Earlier in the fraught night, Mr Biden took to a stage in Delaware to say “we’re feeling good about where we are”, while hoping for gains to follow in the hours and days to come.
“I’m here to tell you tonight, we believe we’re on track to win this election,” he told supporters in his hometown of Wilmington.
“We knew, because of the unprecedented early vote, the mail-in vote, that it’s going to take a while, we’re going to have to be patient.
“It ain’t over until every vote is counted, every ballot is counted.”
But, moments later, Mr Trump, in his first public reaction on the results, tweeted his unsubstantiated claim that his opponents are trying to “steal” the election after a divisive race that has been overshadowed by Covid-19.
He claimed “a big WIN!” in a post that was quickly shielded by Twitter with a warning that the claim was “disputed”, and the social media giant telling users he was making a “potentially misleading claim” about the election.
Florida was a must-win for Mr Trump to reach the 270 required for victory, with no Republican having won the White House without the Sunshine State’s support since 1924.
It has backed the winner in every election since 1996 and has only gone with the losing candidate twice since 1928.
Ohio is also a significant victory for Mr Trump, having been key to his chances of remaining in the White House, and whoever has won the state has gone on to take the presidency since 1964.
Mr Trump held on to Texas in a fiercely-contested battle and claimed the swing states of Ohio and Iowa, while Mr Biden won modest victories in Minnesota and New Hampshire.
Mr Biden said he was “feeling real good” about Wisconsin and Michigan and is “still in the game” in Georgia.
It could take days for the victor to emerge, with officials saying counting could continue throughout the week in the key states of Michigan and Pennsylvania.
The lack of clear winner and claim and counterclaim raised fears of unrest on the streets of America after one of the most divisive campaigns in history.
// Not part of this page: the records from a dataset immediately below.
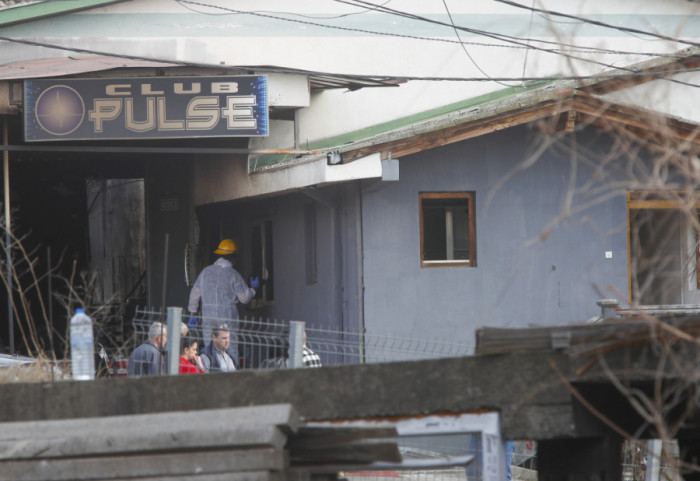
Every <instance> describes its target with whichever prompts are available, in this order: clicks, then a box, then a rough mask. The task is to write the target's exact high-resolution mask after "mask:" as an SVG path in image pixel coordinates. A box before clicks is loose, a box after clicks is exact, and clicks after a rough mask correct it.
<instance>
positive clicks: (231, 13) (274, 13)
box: [173, 0, 391, 20]
mask: <svg viewBox="0 0 700 481" xmlns="http://www.w3.org/2000/svg"><path fill="white" fill-rule="evenodd" d="M173 1H174V2H175V3H185V2H181V1H180V0H173ZM389 2H391V0H386V1H385V2H384V3H383V4H382V5H386V4H387V3H389ZM182 6H183V7H184V8H186V9H187V10H189V11H191V12H195V13H199V14H202V15H213V16H221V15H242V14H238V13H230V12H227V13H209V12H202V11H200V10H195V9H194V8H192V7H189V6H187V5H182ZM211 7H212V8H214V7H215V6H214V5H211ZM372 10H373V9H372V8H364V9H363V11H362V12H352V13H343V14H341V15H329V16H321V15H319V16H314V15H304V14H302V13H296V12H276V11H271V10H254V12H255V13H268V14H278V15H294V16H297V17H302V18H309V19H313V20H335V19H338V18H345V17H350V16H353V15H362V14H364V13H367V12H371V11H372Z"/></svg>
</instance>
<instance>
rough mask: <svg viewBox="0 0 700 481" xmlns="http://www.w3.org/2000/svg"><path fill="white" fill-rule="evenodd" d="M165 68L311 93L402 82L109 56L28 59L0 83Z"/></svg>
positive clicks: (174, 61) (5, 72) (350, 89)
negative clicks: (297, 87) (265, 74)
mask: <svg viewBox="0 0 700 481" xmlns="http://www.w3.org/2000/svg"><path fill="white" fill-rule="evenodd" d="M166 67H171V68H172V67H191V68H206V69H212V70H216V71H217V72H220V73H230V74H232V75H237V74H250V73H251V72H255V73H256V74H265V73H281V74H295V75H307V76H308V77H309V81H310V85H311V89H312V90H323V89H336V88H347V89H349V90H358V89H361V88H367V87H392V86H396V85H398V84H400V83H403V81H396V80H387V81H384V80H382V79H380V78H377V79H372V78H366V77H362V78H360V77H356V76H352V75H348V76H345V75H324V74H316V73H314V72H307V71H304V70H298V69H289V68H284V67H272V66H254V67H226V66H218V65H216V66H213V65H197V64H191V63H185V62H182V63H178V62H176V61H162V60H148V59H139V58H124V57H116V56H109V55H86V56H73V57H61V58H49V59H42V60H28V61H24V62H14V63H9V64H7V65H0V80H20V79H31V78H49V77H62V76H65V75H78V74H83V73H89V72H100V71H105V70H112V69H117V68H166Z"/></svg>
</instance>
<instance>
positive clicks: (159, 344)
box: [127, 322, 168, 376]
mask: <svg viewBox="0 0 700 481" xmlns="http://www.w3.org/2000/svg"><path fill="white" fill-rule="evenodd" d="M167 340H168V329H167V327H166V326H165V324H163V323H161V322H154V323H152V324H151V326H150V327H149V328H148V340H147V341H146V342H144V343H143V344H141V345H140V346H139V347H137V348H136V349H134V352H132V353H131V356H130V357H129V367H128V369H127V376H154V375H158V374H167V371H166V368H165V356H163V354H162V352H161V351H162V349H163V348H164V347H165V343H166V341H167Z"/></svg>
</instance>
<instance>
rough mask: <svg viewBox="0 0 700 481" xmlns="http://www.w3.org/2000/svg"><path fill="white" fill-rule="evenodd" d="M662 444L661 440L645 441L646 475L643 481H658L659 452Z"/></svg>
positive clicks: (658, 470)
mask: <svg viewBox="0 0 700 481" xmlns="http://www.w3.org/2000/svg"><path fill="white" fill-rule="evenodd" d="M663 445H664V442H663V440H661V439H650V440H649V441H647V473H646V476H645V478H644V480H645V481H659V474H660V473H661V450H662V448H663Z"/></svg>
Mr Biden has painted the election as the “battle for the soul” of the nation, saying democracy itself is at stake. Mr Trump has reprised his “Make America Great Again” mantra.
Economic fairness and racial justice have been key issues in the election race. Both men have also clashed over the Covid-19 response as the nation reels from more than 230,000 coronavirus deaths and millions of job losses.
Steady queues of voters flocked to the polls on Tuesday after around 100 million Americans voted early, setting the nation on course for a record turnout figure.
National polls have consistently put Mr Biden ahead, but the race was predicted to be closer in the battleground states.
Each state gets a number of electoral college votes roughly in line with its population and they largely hand them all to the winner in that state. With 538 up for grabs across the States, 270 is the key number to win the presidency.
Mr Trump had already jeopardised the likelihood of a simple race by refusing to commit to a peaceful transition of power and having warned of a “rigged election”.
Along with his attacks, which have largely centred on unfounded claims over postal voting, he has long-threatened to challenge the result in the courts if it is not in his favour.